Saturday, August 28, 2004

It's Like A Nightmare, Isn't It? It Just Keeps Getting Worse And Worse, Doesn't It?

I had one of the crappiest mornings of my accounting career yesterday. I drove home in a fury with Zeppelin's "The Wanton Song" playing over and over. I got back to my apartment around noon, pounded a couple of Schlitzes and sat here steaming and fuming away.

Then I proceeded to watch Argentina defeat the US in basketball. By this time, I was so pissed off that my mind was pure black. I can't describe it any other way. It was the only time that the Ramones' "I Wanna Be Sedated" has ever made complete and utter sense to me.

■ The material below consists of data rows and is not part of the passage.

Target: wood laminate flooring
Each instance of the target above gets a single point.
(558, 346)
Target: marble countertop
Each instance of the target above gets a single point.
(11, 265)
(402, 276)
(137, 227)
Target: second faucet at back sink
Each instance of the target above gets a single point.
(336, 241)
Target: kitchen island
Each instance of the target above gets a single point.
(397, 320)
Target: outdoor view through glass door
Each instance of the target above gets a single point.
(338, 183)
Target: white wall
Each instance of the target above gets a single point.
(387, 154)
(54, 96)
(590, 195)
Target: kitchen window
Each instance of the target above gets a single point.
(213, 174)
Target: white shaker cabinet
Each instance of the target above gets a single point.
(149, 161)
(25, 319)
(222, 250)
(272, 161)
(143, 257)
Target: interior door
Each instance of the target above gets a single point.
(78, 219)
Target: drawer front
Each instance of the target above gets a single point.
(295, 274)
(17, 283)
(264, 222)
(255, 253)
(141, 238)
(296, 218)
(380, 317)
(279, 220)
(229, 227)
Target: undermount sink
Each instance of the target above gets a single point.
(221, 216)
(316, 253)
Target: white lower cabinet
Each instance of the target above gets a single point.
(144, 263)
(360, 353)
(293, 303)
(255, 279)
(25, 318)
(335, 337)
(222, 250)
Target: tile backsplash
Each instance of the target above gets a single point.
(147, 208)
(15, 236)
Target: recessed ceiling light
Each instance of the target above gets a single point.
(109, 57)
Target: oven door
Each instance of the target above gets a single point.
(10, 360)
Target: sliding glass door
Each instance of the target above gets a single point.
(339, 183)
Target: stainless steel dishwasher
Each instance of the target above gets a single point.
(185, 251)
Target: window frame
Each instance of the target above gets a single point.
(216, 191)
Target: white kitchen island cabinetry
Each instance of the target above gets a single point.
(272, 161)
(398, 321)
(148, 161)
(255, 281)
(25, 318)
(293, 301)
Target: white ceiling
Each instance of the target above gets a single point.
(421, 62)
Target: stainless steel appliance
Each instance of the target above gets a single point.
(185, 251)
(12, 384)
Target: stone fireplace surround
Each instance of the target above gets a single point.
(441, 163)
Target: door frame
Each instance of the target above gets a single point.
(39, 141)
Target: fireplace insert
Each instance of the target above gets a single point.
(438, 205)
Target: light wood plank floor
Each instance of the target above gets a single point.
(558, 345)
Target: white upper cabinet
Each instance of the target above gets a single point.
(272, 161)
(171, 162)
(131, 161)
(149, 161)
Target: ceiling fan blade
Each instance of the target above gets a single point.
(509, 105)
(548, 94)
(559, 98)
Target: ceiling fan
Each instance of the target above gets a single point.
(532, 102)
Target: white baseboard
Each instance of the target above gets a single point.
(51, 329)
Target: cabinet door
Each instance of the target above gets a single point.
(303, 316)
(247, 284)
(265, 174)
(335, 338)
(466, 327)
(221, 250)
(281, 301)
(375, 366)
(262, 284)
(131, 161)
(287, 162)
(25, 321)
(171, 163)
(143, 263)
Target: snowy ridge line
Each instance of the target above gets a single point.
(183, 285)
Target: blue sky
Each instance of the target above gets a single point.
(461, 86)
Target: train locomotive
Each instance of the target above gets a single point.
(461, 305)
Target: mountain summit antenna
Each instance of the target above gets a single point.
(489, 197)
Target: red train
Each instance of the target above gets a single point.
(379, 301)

I'm not used to dealing with people in my work. I'm generally left alone to do my work, which means I rarely sit in meetings and even rarer is my competence questioned. It's situations like yesterday's that make me daydream about telling my clients that I'll only do my work via email, Web, and phone calls. Then I'd outsource Street Accounting (collecting a healthy franchise fee and ongoing commission, of course) to India with instructions on how to be Bill Tuomala. I kept imaging some Indian dude speaking on the phone, trying to do a North Dakotan accent:

Hello Spunk Studio! How are you today? I will have your cash flow report done by this afternoon and will email it to you then. This winter weather is nothing compared to my days in Grand Forks. That new Westerberg album rules. One of these days I'll swing by with a twelver of Heineken keg cans for you guys. Go Fighting Sioux! Talk to you later!

Anyway ... congratulations to the United States men's basketball team on winning the bronze medal today. A few thoughts:

- I was one of the five people in this country cheering for them. It baffles me that so many Americans take so much glee when our basketball team loses. Jason Whitlock at ESPN.com's Page 2 addresses something that has been creeping me out about the US basketball haters - the borderline racism that could be involved in cheering against this team.

- The US basketball team was blatantly screwed out of a gold medal in 1972, when the Soviet Union team was given three chances to score the winning basket. For this reason alone, Americans should always cheer for the US to win Olympic basketball gold.

- Doug Collins on NBC today stressed that no one is to blame for the poor shooting of the US team. He's right, but c'mon we gotta point fingers! I like the take of Pardon The Interruption's Michael Wilbon - blame Stu Jackson. As Ira Winderman writes in the South Florida Sun-Sentinel:

Instead of building the best team, USA Basketball (a de facto pseudonym for NBA management), settled for the best available players. What it wound up with was a team long on athleticism and short on compatibility.

Think of it as the NFL selecting its version of an Olympic team by ranking its players from best to worst and then selecting those at the top of the list. While a roster of Donovan McNabb, Michael Vick, Peyton Manning, Daunte Culpepper, Tom Brady, Steve McNair, Brett Favre and Trent Green might titillate, who exactly is going tackle, catch passes, block?

Such was the approach taken by the USA Basketball selection committee, a star-gazing group headed by NBA Vice President Stu Jackson that seemingly was blind to the realities of international basketball.


- I shold mock Spain's coach as a crybaby loser because he went after Larry Brown after their quarterfinal loss, and Brown is one of the classiest guys in sports. But I take comfort in the fact that Spain continues to be one of those wannabe basketball powers that has not caught up to the USA in the sport that we invented.

- Speaking of Larry Brown, I hope he also gets to coach the 2008 Olympic team with a squad that is put together Herb Brooks/1980 style. (Sorry to mix my sports comparisions.) Forget selling jerseys, get some shooters on the team, and let the USA take over basketball once again.